What might that look like?

Shari Camhi
Superintendent Shari Camhi leads the Baldwin schools in Long Island, N.Y., which has introduced academies to prepare students for jobs of the future as a demonstration district for AASA’s Learning 2025. PHOTO COURTESY OF BALDWIN UNION FREE SCHOOL DISTRICT IN LONG ISLAND, N.Y.

Law and Government Academy students recently presented their research at a national gun safety summit and participated in a public service announcement developed by Northwell’s Center for Gun Violence Prevention.

Even younger students get involved in real-world issues.

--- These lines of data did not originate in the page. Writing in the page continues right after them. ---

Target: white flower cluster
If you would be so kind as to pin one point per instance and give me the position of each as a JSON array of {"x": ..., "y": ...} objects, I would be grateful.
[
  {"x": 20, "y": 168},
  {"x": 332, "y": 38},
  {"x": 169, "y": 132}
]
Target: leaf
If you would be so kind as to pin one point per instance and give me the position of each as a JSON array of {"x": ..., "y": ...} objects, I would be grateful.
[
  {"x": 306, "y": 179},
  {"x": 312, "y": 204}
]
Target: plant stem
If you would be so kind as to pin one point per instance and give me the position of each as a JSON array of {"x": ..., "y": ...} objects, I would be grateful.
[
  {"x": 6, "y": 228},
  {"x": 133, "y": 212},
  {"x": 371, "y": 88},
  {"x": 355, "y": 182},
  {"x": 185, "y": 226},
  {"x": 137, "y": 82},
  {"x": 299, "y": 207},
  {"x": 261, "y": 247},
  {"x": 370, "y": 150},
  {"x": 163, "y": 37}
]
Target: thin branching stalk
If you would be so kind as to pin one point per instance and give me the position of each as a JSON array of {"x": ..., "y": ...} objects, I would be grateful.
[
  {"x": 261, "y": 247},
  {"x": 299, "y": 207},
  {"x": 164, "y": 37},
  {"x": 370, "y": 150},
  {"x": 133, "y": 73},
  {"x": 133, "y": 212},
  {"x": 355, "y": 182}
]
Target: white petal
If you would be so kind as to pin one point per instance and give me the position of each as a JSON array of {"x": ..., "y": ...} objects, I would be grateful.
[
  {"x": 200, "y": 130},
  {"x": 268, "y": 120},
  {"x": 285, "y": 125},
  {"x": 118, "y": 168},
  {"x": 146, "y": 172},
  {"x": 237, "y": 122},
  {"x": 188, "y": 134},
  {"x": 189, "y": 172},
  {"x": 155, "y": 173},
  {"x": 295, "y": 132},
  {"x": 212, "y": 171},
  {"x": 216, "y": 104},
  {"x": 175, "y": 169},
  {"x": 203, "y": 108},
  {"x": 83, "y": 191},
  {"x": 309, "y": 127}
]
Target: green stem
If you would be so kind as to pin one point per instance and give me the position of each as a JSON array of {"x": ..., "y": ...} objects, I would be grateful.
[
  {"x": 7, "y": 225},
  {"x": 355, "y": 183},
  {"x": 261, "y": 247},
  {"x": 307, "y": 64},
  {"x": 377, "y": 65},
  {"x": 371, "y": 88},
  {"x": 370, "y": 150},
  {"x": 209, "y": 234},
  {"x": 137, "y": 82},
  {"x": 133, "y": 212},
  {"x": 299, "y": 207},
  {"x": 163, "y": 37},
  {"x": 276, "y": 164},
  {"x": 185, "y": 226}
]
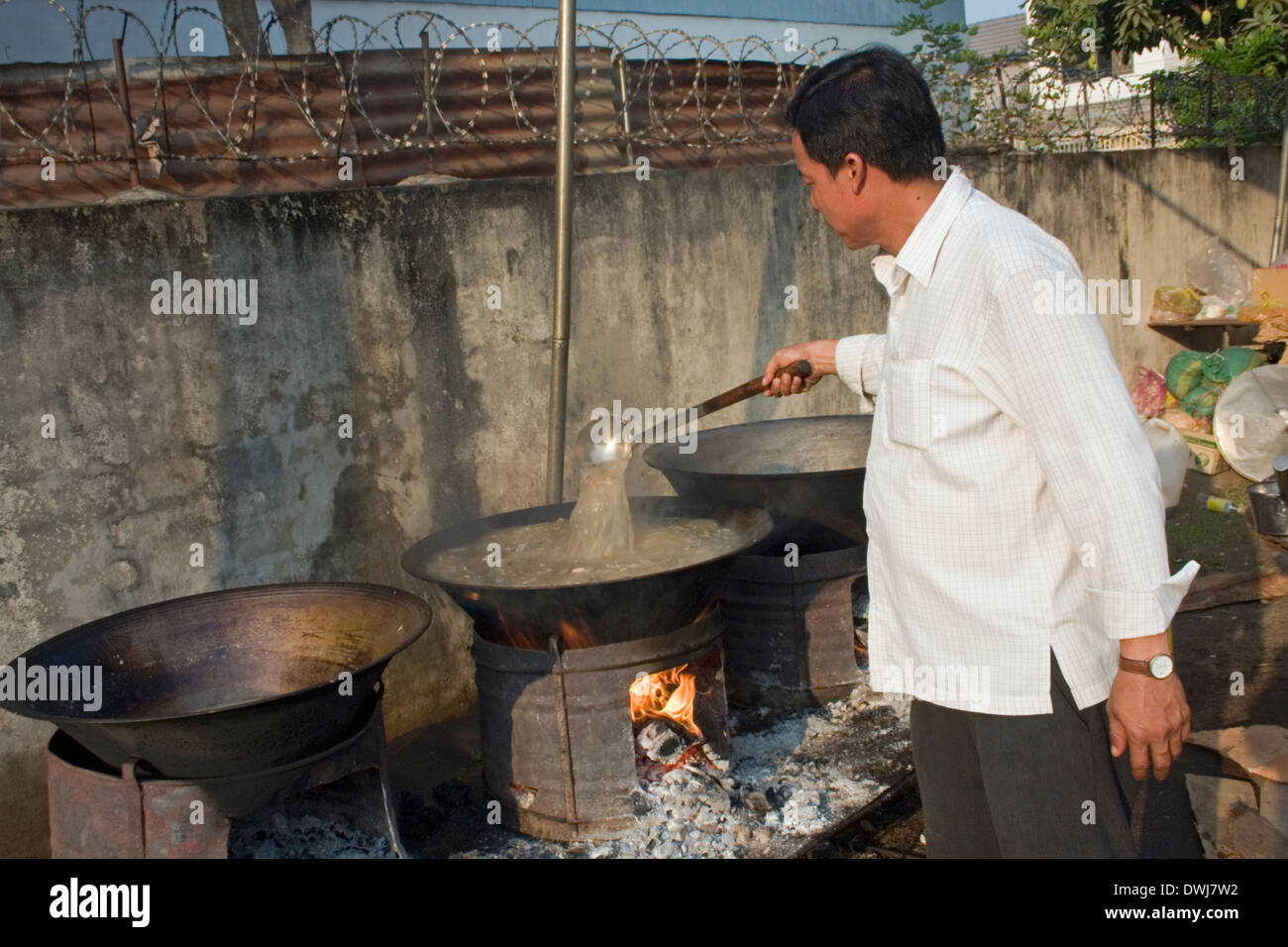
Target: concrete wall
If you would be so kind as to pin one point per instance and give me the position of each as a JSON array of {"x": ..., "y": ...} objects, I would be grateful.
[{"x": 179, "y": 429}]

When there was an opening for an elementary school principal several years ago, some 2nd graders in a writers’ workshop developed a list of skills and qualities the principal would need, memorized and recorded speeches, and presented the recordings to the superintendent. Their wish list? Someone kind, smart, intelligent, friendly and helpful who would “talk to kids.”

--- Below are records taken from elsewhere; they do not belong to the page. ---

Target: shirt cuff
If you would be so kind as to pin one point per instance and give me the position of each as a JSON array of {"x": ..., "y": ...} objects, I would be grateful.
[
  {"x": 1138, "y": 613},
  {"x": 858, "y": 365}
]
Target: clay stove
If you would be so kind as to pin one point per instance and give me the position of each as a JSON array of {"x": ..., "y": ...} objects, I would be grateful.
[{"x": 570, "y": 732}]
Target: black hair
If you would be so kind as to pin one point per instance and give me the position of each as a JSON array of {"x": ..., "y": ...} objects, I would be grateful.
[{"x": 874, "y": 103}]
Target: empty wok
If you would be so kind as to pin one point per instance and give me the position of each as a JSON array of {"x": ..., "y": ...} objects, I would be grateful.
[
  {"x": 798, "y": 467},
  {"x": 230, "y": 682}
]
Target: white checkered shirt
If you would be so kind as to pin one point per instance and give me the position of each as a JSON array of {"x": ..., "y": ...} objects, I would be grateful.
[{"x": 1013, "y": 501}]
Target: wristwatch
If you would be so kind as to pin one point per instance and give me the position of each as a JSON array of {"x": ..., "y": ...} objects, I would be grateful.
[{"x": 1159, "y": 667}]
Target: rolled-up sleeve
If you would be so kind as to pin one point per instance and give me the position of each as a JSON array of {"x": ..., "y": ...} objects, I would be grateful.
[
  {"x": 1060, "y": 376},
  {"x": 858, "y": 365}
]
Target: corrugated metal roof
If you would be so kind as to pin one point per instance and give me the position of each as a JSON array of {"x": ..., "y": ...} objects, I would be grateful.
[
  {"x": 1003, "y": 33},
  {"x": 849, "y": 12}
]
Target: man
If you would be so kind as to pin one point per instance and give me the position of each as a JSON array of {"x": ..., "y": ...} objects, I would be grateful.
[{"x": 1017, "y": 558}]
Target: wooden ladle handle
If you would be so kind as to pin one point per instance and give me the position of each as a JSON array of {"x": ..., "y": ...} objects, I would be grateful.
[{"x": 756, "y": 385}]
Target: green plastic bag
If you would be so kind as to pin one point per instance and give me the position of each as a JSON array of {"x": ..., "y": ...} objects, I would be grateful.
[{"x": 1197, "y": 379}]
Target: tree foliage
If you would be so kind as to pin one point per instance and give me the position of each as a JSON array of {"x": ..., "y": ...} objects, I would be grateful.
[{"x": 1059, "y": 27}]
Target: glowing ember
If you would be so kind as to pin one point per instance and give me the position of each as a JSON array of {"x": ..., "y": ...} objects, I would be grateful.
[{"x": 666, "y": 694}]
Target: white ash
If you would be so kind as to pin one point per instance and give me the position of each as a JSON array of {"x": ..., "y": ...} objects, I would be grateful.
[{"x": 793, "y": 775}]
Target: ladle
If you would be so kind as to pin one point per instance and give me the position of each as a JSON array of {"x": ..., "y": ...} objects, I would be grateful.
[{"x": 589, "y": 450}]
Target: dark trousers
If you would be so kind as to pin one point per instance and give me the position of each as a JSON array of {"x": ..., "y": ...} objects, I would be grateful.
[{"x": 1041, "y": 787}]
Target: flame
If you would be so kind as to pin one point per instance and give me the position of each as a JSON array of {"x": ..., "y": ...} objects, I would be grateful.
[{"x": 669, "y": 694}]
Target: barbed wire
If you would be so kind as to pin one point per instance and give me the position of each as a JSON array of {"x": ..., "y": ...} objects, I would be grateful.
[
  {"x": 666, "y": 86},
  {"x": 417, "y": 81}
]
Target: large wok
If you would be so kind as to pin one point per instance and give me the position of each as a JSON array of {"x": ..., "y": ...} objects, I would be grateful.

To support equity, the district doesn’t track students and it removed barriers to honors and AP courses, leading to a 44 percent increase in enrollment in the higher-level classes over the past seven years. As Anthony Mignella, assistant superintendent for instruction, says, “All of our learners are challenged to take the most rigorous classes.” That means algebra for all 8th graders and an opportunity to take AP Human Geography in 9th grade to “get a taste of AP” coursework, he adds, and to earn credit for college courses.

As Camhi adds, “It’s exactly the kind of learning we want. College-level and dual-credit classes also provide student engagement and equity and opportunity.”

The district has partnerships with several local colleges. Students interested in education, for example, can take classes at Molloy College and ultimately enter the undergraduate college as sophomores.

Encouraging students to try difficult subjects and skills reflects the district’s philosophy of pursuing things they don’t yet know. This approach gives students permission to try something they have not experienced, whether it’s a skill or content area, without feeling pressure to be perfect or an expert.

New learning extends to the professional staff, as well. The district launched the Educator Residency program to encourage groups of educators to do deep learning for a year. Fourteen middle and high school teachers are on special assignment to concentrate on “learning about the world of work and the attributes of a learner,” Mignella says. “It’s looking at the profile of an educator and a profile of a learner.”

One year, 6th-grade teachers worked with scientists and observed how math is applied to problem solving at a local watershed and aquifer system. The idea is that by immersing themselves in a real-world problem, teachers could appreciate how to extend learning beyond the classroom.

Baldwin leaders believe all the pieces contribute to a coherent outcome for students.

“The content may change, the industries may change,” Camhi says. What students need to cultivate is a mindset that develops curiosity and empathy. “It’s how they use the knowledge.”